Building upon the initial model, we converted the binary classification target into a multiclassification target to construct a more complex model, namely the multiclass MOLT model, which differentiates between calculous benign lesions, noncalculous benign lesions, metastatic malignancies, pancreatobiliary malignancies, and other types of malignancies (Figure 5a). Similar to the original binary MOLT model, a series of ML methods were used, with the best performing one selected to optimize model performance (Figure 5b). Notably, external validation was unable to be performed for the multiclass MOLT model because there were no metastatic patient in the BS cohort. Outperforming the others, the XGBoost model showcased impressive diagnostic efficiency, boasting an accuracy (ACC) of 0.777 and area under the NPV-utility curve (AUNU) of 0.882, a notable achievement given the complexity of the task encompassing 5 classes.

Figure 5.

Establishment, validation, and interpretation of the multiclass MOLT model. (a) Extending the binary MOLT model, a 5-class ML task was formulated. (b) The performance of diverse multiclass models was gauged using metrics such as ACC, AUNU, macro F1 score, precision, and recall scores. Similarly, the decision-making process of the multiclass MOLT model was elucidated with (c) feature importance score and (d) SHAP value. LG cohort, large general cohort; MOLT, machine learning of obstructive jaundice based on common laboratory tests.
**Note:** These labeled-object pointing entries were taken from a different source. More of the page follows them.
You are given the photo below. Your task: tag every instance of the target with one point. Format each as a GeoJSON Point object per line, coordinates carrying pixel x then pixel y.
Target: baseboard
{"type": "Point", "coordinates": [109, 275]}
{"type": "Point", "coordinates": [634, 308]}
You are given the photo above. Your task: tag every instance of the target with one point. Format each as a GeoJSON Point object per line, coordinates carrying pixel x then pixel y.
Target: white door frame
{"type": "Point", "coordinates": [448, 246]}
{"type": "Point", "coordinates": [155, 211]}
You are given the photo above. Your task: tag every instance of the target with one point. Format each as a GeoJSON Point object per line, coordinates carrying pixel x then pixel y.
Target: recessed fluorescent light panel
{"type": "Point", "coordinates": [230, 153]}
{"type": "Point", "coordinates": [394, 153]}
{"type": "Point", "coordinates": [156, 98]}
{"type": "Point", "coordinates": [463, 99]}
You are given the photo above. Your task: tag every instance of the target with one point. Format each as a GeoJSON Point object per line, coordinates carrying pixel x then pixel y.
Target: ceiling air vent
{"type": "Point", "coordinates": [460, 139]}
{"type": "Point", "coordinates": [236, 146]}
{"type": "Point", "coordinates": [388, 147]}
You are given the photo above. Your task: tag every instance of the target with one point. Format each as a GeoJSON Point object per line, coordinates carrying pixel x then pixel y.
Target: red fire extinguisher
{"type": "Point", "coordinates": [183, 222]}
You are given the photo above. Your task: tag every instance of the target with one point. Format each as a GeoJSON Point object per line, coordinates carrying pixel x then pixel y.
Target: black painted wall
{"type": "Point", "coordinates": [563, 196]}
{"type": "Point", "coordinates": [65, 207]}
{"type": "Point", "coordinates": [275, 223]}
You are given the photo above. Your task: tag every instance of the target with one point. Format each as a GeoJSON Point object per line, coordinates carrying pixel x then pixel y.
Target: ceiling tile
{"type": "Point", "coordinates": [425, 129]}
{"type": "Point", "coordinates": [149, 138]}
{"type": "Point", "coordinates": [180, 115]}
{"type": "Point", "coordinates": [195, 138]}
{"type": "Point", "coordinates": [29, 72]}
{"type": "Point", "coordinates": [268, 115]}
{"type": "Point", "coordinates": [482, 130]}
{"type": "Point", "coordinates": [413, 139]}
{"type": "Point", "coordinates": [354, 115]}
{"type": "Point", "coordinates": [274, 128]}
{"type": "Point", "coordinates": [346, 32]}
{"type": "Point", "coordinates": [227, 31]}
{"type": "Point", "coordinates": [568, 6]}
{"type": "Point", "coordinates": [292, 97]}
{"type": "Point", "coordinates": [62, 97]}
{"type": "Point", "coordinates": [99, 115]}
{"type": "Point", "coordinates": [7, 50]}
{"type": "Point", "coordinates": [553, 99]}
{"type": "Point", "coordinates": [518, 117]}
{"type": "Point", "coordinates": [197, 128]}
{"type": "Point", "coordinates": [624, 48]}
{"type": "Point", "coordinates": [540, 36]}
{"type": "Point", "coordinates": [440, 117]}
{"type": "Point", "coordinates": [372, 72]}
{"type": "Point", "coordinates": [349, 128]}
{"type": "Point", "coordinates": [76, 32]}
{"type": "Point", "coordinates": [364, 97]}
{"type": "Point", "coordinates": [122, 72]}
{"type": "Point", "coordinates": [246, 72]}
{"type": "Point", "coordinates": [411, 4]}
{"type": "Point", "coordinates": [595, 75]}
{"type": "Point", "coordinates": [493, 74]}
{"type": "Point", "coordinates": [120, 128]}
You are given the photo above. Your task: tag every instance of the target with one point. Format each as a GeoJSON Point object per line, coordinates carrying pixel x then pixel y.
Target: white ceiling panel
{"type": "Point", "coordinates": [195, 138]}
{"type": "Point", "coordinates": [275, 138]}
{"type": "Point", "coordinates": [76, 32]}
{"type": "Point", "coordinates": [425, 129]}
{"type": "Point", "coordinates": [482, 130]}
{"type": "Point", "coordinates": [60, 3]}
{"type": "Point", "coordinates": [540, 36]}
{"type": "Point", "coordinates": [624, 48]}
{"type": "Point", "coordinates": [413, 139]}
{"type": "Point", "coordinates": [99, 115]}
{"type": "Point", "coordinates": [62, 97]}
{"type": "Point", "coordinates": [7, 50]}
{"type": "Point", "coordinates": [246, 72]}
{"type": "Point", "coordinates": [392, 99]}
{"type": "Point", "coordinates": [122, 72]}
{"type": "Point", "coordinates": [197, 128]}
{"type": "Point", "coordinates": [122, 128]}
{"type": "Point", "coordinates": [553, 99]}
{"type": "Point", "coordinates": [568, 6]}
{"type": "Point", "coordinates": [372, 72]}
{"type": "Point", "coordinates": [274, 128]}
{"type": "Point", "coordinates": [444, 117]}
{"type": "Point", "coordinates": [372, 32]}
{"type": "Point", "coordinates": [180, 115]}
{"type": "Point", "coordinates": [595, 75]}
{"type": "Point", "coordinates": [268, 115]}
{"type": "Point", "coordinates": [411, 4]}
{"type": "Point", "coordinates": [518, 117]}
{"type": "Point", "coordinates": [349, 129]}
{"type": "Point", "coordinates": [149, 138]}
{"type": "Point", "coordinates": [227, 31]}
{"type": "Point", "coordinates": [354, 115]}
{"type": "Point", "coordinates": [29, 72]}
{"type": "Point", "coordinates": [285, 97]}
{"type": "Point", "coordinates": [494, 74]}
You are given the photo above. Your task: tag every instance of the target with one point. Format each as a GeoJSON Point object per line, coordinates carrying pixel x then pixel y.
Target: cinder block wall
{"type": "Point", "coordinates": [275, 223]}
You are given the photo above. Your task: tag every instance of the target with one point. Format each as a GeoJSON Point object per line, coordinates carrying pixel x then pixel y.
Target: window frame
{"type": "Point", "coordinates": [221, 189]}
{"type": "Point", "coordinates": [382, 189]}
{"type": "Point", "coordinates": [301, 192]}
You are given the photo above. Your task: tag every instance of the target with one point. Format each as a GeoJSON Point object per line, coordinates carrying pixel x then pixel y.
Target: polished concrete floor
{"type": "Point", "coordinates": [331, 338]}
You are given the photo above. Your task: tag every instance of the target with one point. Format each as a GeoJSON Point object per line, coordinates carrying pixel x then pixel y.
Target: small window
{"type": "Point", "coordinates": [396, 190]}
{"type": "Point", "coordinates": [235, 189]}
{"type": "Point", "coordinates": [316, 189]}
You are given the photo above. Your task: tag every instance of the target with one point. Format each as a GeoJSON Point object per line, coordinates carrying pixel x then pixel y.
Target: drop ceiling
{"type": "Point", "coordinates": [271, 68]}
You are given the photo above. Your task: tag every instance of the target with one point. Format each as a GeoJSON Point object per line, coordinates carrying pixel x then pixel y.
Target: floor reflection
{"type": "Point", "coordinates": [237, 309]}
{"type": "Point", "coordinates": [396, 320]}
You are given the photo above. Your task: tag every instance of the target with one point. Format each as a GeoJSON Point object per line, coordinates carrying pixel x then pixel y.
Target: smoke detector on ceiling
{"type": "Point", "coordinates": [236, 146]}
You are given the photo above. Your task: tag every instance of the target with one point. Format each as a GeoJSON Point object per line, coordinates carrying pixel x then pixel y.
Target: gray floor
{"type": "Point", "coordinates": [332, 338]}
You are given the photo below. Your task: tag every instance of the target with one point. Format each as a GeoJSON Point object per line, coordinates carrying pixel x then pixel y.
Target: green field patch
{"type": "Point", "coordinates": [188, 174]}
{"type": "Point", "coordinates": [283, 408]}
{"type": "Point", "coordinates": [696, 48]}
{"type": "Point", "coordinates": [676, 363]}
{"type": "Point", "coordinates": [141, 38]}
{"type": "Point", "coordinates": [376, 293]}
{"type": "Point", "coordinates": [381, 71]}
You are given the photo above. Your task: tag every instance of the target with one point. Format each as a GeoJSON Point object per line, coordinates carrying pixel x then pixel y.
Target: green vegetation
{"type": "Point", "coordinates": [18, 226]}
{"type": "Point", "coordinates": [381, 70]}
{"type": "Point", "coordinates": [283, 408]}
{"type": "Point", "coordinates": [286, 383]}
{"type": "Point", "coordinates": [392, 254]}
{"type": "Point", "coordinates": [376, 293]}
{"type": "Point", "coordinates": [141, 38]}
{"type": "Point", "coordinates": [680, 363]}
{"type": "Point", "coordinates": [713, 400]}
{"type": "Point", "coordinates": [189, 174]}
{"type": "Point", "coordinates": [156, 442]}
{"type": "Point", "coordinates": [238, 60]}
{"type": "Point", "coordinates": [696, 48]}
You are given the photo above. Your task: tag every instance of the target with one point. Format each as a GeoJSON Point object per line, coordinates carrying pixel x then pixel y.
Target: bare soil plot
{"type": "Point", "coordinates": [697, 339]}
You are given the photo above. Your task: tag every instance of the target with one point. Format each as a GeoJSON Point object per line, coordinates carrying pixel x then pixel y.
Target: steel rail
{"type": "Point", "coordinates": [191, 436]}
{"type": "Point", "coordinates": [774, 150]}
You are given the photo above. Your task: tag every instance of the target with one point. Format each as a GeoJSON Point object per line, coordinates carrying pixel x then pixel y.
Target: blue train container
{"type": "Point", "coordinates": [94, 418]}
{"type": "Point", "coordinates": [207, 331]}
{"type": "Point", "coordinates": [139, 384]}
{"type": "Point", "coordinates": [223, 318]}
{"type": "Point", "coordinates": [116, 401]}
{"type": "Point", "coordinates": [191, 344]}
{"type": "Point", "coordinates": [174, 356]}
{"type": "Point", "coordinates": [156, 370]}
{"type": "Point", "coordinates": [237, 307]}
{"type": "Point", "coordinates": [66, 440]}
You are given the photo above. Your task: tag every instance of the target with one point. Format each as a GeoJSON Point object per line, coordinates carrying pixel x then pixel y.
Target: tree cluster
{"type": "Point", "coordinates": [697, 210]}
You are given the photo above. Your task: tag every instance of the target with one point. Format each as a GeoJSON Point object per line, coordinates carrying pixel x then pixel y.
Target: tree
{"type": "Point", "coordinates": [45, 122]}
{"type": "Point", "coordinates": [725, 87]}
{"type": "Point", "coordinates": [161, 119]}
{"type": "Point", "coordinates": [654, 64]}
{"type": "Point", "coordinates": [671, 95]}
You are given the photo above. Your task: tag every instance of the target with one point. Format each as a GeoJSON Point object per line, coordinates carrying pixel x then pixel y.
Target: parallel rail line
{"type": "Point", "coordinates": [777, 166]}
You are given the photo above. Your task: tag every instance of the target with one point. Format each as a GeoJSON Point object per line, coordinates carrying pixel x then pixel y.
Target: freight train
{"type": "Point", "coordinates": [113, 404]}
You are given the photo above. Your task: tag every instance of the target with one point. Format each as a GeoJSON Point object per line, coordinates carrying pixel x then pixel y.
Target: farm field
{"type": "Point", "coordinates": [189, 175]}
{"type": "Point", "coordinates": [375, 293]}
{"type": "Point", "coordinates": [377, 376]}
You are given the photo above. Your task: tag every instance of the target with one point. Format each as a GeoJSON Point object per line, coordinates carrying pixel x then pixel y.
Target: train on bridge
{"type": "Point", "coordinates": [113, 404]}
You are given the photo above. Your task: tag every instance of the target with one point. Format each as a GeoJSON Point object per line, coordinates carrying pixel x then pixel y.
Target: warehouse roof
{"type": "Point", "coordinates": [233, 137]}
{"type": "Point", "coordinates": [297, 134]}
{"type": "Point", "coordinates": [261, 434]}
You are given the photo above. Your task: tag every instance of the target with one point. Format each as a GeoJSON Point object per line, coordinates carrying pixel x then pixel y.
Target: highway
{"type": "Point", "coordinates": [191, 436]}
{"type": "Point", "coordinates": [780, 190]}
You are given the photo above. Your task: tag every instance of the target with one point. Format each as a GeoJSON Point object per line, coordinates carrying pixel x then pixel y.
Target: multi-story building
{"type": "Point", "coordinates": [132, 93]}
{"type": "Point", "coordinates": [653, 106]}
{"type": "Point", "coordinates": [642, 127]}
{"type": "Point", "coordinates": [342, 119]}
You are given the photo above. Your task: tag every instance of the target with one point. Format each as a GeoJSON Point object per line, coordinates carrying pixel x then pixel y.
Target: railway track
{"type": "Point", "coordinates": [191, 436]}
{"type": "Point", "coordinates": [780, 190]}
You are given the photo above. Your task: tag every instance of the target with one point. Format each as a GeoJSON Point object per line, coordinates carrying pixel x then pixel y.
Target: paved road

ML interpretability tools were also used to explain the multiclass MOLT model. Feature importance scores highlighted the top ranking features contributing to this model, namely CA 19-9, age, CEA, ALB, CHOL, α-fetoprotein (AFP), uric acid, A/G, red blood cell count (RBC), and CA125 (Figure 5c). SHAP values were used to assess how individual features influenced the model's decisions within each disease category (Figure 5d). ALB, A/G, CA 19-9, CEA, and aspartate aminotransferase were the top 5 features contributing to the diagnosis of benign calculous disease; CA19-9, platelet distribution width, ALB, CEA, and large platelet ratio were the top 5 features contributing to the diagnosis of benign noncalculous disease; CEA, age, TBIL, CA 19-9, and RBC were the top 5 features contributing to the diagnosis of metastatic malignancies; ALB, CA 19-9, CEA, A/G, and RBC were the top 5 features contributing to the diagnosis of pancreatobiliary malignancies; while AFP, platelet count, ALB, A/G, and high-density lipoprotein cholesterol were the top 5 features contributing to the diagnosis of other malignancies.

DISCUSSION

Until now, large-scale cohorts regarding OJ remain scarce, which has led to a limited understanding of its disease spectrum and efficacy of existing diagnostic approaches. Our study included the largest retrospective cohort of OJ to date, providing valuable insights into its disease spectrum and laboratory test data through comprehensive analysis. Consequently, we developed ML models based on common clinical laboratory tests, which not only distinguishes between benign and malignant obstructions but also further differentiates between calculous benign lesions, noncalculous benign lesions, metastatic malignancies, pancreatobiliary malignancies, and other types of malignancies. To ensure transparency in the decision-making process, interpretable ML tools were used to decipher these models.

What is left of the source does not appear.